7 responses to “The Poop on Corn

  1. Very interesting and informative article!
    My wife and are enjoying the summer corn on the cob and cream style.

    Don’t know how heathly the cream style corn is, however, our kids and grandkids enjoy it.

    Whole food is making a comeback starting with the recent St Louis “Buycot” at Whole Food stores.

    Looking for a natural cure for my wife’s THROMBOCYTOSIS M SURG diagnosis to get her off of Chemo medicine Hydroxceria to keep her Red Blood Platlets count down.

    Any help would be much appreciated!

    Bud Keim, Engineer
    Canton City Health Dept.

  2. Cholesterol is not “undesirable.” We’d be dead without it.
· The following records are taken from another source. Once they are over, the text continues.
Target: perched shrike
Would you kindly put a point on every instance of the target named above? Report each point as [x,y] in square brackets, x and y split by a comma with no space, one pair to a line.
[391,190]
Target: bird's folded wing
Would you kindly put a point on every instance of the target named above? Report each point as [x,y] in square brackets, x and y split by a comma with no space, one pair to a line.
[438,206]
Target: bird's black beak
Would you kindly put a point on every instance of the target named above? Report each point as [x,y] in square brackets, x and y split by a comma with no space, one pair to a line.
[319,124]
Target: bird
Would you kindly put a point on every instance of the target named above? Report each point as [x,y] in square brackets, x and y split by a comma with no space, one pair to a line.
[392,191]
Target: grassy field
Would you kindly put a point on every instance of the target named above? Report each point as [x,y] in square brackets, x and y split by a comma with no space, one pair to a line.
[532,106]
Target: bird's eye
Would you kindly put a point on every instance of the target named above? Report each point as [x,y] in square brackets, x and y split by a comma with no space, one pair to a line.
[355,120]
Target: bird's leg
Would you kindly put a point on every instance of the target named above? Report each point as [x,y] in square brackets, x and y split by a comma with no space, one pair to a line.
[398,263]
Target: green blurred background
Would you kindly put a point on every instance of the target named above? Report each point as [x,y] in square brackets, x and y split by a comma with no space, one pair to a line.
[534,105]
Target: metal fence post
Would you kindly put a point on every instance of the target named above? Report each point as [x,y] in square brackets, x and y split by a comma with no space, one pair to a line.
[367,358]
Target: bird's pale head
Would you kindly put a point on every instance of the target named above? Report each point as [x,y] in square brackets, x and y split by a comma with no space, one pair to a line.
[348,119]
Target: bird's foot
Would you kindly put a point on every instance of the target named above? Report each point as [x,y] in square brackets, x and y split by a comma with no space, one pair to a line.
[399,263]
  3. Regarding the fiber components of corn as well as all whole feeling is we don’t need a whole lot. we need bacteria for our systems to flourish. Have you read the Fiber Menace? –self-explanatory title but he get’s into the physiology of what goes on when we eat “heart healthy” fiberous foods.

    Also have you read any of Aajonus Vonderplanitz’s books? Just another perspective to consider. It explains how people stayed so healthy before agriculture (grains, beans, etc).
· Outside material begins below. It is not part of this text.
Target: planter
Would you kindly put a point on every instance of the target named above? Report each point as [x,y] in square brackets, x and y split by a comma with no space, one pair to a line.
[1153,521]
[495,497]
  4. I concur with the last comment. You can also read “Primal Mind, Primal Body “by Nora Gedgaudas, about health before agriculture. Also watch the DVD by Tom McNaughton called “Fat Head.
    There is another school of thought based on good science. Please investigate.

  5. I’ve always had a love/hate relationship with corn. My first garden was when my mom made me plant hominy. I’d never seen trees as big as that corn was. Or so it seemed. Even bigger then the field corn that my grandmother and I would pick young when it could be boiled. Since, I have always preferred corn shell tacos to flour tortillas and. Then I discovered Posole. Ok, It was Gallup, NM and the car needed a fuel pump or something. The tripe was a bit much. But it was a wonderful soup.
    So Now I wonder. How much of this stuff could be grown and sold locally to the Latino stores and mobile restaurants in Columbus? I appreciate their loss of farming in their own countries because of NAFTA. But wouldn’t we all be better off to localize these products and paying the work force that currently works under slave labor conditions to provide it?

  6. Bud, are you sure the diagnosis isn’t “s/p surg” instead of “m surg”? If she recently had surgery, it would be s/p surg, meaning after surgery. But then again, hydroxyurea is usually used to treat symptomatic ESSENTIAL (meaning no known cause) thrombocytosis.

    How high are the platelets? If she has/had symptoms, what are they? Was it simply diagnosed through blood work, with no symptoms present? If indeed it was caused from a primary disease or condition such as surgery, it also should resolve on its own.

    You could try vitamin E, the d-alpha tocopherol, NOT d,l which is synthetic. Or low dose aspirin. If the cause of the disease is autoimmune, it could be the result of food allergies (undiagnosed). Gluten is an all-too-common culprit behind many “autoimmune” diseases.

    Try looking at…the articles there are full of information and the general philosophy is that we shouldn’t eat anything that was made in a factory. If you have any more info re the diagnosis, or questions, you could email me at

  7. Thanks Dave! I enjoyed the article. As soon as I can find some corn that Monsanto didn’t have anything to do with, I will certainly snatch it up. I’m a big fan of corn and so is Rene. God bless you my friend!